Suku Kedayan berbeda dengan suku Melayu Brunei. Tujuh suku asli Brunei yaitu
Melayu-Brunei, Kedayan, Tutong, Belait, Dusun, Bisaya, Murut (Lun Bawang) dan
sedikit Iban (namun tidak termasuk suku asi Brunei). Sama dengan Bahasa Melayu
Brunei standar mempunyai pertukaran bunyi vokal daripada Bahasa Melayu Baku.
Antara lain ialah bunyi /e/ akan berganti menjadi bunyi /a/. Perbedaannya
dengan bahasa Melayu Brunei standar, pada bahasa Kedayan kehilangan huruf “R”.
(Wikipedia)

Lantas bagaimana sejarah bahasa Kadayan Brunai
di Borneo Utara? Seperti disebut di atas, bahasa Kadayan dituturkan orang Kadayan
di Brunai, wilayah Borneo Utara. Dialek-dialek bahasa Melayu dan dialek bahasa
Kadayan di Brunai. Lalu bagaimana sejarah bahasa Kadayan Brunai di Borneo Utara?
Seperti kata ahli sejarah tempo doeloe, semuanya ada permulaan.

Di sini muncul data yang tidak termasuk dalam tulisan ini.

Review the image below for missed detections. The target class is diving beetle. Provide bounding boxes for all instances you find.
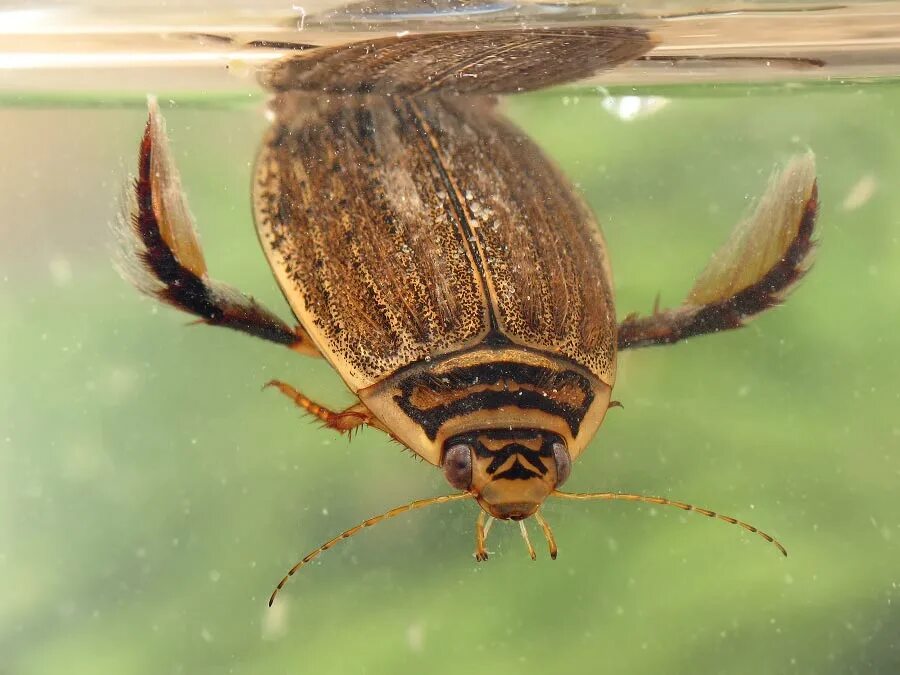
[118,27,818,605]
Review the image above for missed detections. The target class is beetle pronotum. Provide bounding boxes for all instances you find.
[118,27,818,605]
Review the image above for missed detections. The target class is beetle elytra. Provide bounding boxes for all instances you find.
[118,27,818,605]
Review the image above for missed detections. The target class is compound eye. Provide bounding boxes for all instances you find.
[442,443,473,491]
[552,441,571,487]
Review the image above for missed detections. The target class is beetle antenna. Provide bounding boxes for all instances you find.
[552,490,787,557]
[269,492,469,606]
[518,520,537,561]
[534,511,558,559]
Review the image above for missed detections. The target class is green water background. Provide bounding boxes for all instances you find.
[1,81,898,674]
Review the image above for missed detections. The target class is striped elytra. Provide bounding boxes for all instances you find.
[119,26,818,604]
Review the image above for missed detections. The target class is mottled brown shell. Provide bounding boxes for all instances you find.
[259,26,656,96]
[253,93,616,392]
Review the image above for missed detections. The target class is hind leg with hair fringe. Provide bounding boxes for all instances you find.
[117,97,320,357]
[618,153,818,350]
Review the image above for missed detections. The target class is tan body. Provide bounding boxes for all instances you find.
[253,93,615,467]
[120,27,818,605]
[362,347,611,466]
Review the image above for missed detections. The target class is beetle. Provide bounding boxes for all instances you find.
[118,27,818,605]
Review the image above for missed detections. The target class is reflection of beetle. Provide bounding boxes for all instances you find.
[119,28,817,605]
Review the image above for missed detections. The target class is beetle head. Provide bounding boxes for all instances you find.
[441,429,571,520]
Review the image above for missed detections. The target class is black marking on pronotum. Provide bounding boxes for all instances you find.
[468,428,546,442]
[394,362,595,440]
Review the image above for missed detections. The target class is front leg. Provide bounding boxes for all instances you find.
[118,97,320,357]
[618,153,818,350]
[474,510,490,562]
[264,380,386,436]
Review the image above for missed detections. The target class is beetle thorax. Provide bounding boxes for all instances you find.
[358,346,614,467]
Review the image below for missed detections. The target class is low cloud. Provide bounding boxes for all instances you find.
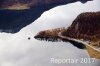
[0,0,100,66]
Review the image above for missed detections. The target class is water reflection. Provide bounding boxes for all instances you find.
[34,35,86,49]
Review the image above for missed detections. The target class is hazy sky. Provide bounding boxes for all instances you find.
[0,0,100,66]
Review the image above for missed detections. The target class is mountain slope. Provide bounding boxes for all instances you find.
[62,11,100,41]
[34,11,100,59]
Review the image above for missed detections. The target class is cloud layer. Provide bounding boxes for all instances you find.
[0,0,100,66]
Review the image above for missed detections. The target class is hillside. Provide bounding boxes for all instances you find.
[35,11,100,42]
[62,11,100,42]
[34,11,100,59]
[34,28,66,41]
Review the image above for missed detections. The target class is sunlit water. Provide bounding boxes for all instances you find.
[0,0,100,66]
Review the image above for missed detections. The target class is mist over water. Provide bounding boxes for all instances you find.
[0,0,100,66]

Untuk menambah
pengetahuan dan meningkatkan wawasan sejarah nasional, mari kita telusuri
sumber-sumber tempo doeloe.

Sejarah seharusnya memiliki permulaan. Jika sejarawan gagal memberikan
bukti catatan tertulis, setiap orang bahkan oleh penduduknya sendiri akan
menciptakan imajinasi sendiri. Untuk menghindari hal itu terjadi, sumber utama
yang digunakan dalam artikel ini adalah ‘sumber primer’ seperti surat kabar dan
majalah sejaman, foto dan peta-peta. Sumber buku hanya digunakan sebagai
pendukung (pembanding), karena saya anggap buku juga merupakan hasil kompilasi
(analisis) dari sumber-sumber primer. Dalam penulisan artikel ini tidak semua
sumber disebutkan lagi karena sudah disebut di artikel saya yang lain. Hanya
sumber-sumber baru yang disebutkan atau sumber yang sudah pernah disebut di
artikel lain disebutkan kembali di artikel ini hanya untuk lebih menekankan
saja.

Bahasa Kadayan Brunai di Borneo Utara; Dialek-Dialek
Bahasa Melayu dan Dialek Bahasa Kadayan di Brunai

Nama Brunai sudah lama dikenal. Nama Brunai sudah
disebut sebagai Burune dalam teks Negarakertagama (1365). Nama lain yang disebut
adalah Saludung di timur dan Malano di barat. Pelaut Portugis berlabuh di
Brunai pada tahun 1521 setelah terusir dari Canton. Demikianlah seterusnya (hingga
era Belanda) nama Brunai tetap eksis, tidak hanya dalam teks juga dalam
peta-peta navigasi pelayaran. Lalu bagaimanana dengan nama Kadajan?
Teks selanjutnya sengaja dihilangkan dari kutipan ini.